バスが! 乗らないといけなかったバスが! 角を曲がって走り去っていく様が目に入った。
もぉー、もぉー、もぉー! 本ッ当最悪っ!
あの男の通せんぼさえなければ余裕で間に合っていたはずなのに。
一限目はどうしても落としたくない講義だ。
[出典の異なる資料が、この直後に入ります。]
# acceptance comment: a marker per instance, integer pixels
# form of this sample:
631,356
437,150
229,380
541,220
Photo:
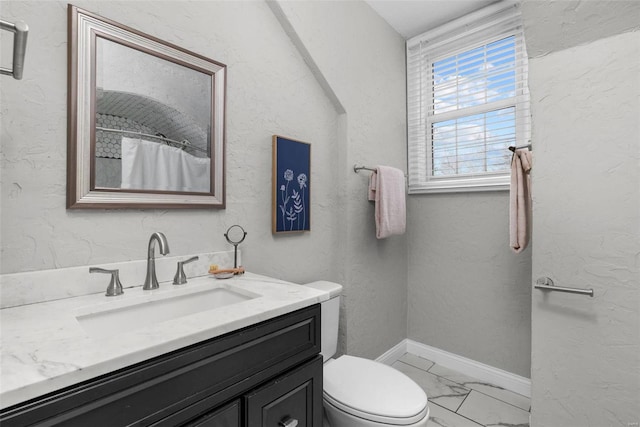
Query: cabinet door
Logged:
292,400
229,416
どうしよう……。
バスは上りも下りも1時間に1本か、多い時間帯でも2本。
次の便を待っていたのでは、完全に遅刻。
(タクシーで……)
ふとそう思ったけれど、片親世帯の貧乏学生の私にはハードルが高すぎる。
そんな無駄遣いをしたら、必死で働いて私を大学まで行かせてくれている母に申し訳が立たない。
誰かお友達と乗り合いで、とかならまだしも、一人で乗るのとか……絶対に無理。
うー。
バス停まであと数メートルという地点に茫然と立ち尽くして泣きそうになっていたら、諸悪の根源がのんびりと追いついてきた。
「なぁ、なぁ。――ハウスって……俺、犬じゃねぇんだけど」
言われて、「犬の方がマシ!」と睨みつけたら「わー、凜子ちゃん、ご機嫌斜めぇ〜。絶対女の子の日だろ?」って更に神経を逆撫してくるとか……。
この男には本当、デリカシーってものがないのかしら。